# Jazz, Alec Burks agree to 4-year $42 million extension



## 29380 (Feb 23, 2009)

__ https://twitter.com/i/web/status/528209652526641152

__ https://twitter.com/i/web/status/528210045608419328


----------



## RollWithEm (Jul 16, 2002)

Really? He has started 14 games in his career. Head-scratcher.


----------



## Basel (Mar 31, 2005)

What has this guy done to get this contract?


----------



## Diable (Apr 26, 2005)

I never really watch the jazz...but I never saw anything to indicate he's this good of a player


----------



## RollWithEm (Jul 16, 2002)

This is good news for Ricky Rubio.


----------



## Marcus13 (Jul 17, 2002)

Uhhh .... ok then.


----------



## Tom (Jul 15, 2002)

I could see if he could shoot, but...Maybe, they are doing it for a trade later.


----------



## BlakeJesus (Feb 1, 2006)

Tom said:


> I could see if he could shoot, but...Maybe, they are doing it for a trade later.
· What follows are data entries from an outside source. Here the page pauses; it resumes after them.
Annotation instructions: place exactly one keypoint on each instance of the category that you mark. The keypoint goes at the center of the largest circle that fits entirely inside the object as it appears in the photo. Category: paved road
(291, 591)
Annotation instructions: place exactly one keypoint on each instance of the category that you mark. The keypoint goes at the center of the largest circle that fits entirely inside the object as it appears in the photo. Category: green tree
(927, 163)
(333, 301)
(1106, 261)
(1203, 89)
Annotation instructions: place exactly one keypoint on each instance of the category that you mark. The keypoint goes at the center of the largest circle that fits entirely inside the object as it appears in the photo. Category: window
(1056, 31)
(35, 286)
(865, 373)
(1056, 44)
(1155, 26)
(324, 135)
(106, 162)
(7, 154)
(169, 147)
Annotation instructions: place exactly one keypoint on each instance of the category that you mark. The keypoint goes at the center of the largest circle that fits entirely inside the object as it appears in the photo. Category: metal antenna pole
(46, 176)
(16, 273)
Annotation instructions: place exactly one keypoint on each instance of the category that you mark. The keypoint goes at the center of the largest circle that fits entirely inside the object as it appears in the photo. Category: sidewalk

He doesn't have a huge sample size to pull from, but he's a career 35.5% shooter from beyond the arc. I wouldn't say he can't shoot.


----------



## Tom (Jul 15, 2002)

I don't think you can rely on him as a shooter. He is a slasher. He and Hayward are pretty poor in that area.


----------



## RollWithEm (Jul 16, 2002)

RollWithEm said:


> This is good news for Ricky Rubio.


Told you: 

http://www.basketballforum.com/minn...-rubio-agree-4-year-55-million-extension.html


----------



## RollWithEm (Jul 16, 2002)

This is probably the contract that prompted Jimmy Butler's agent to break off contract negotiations with the Bulls.


----------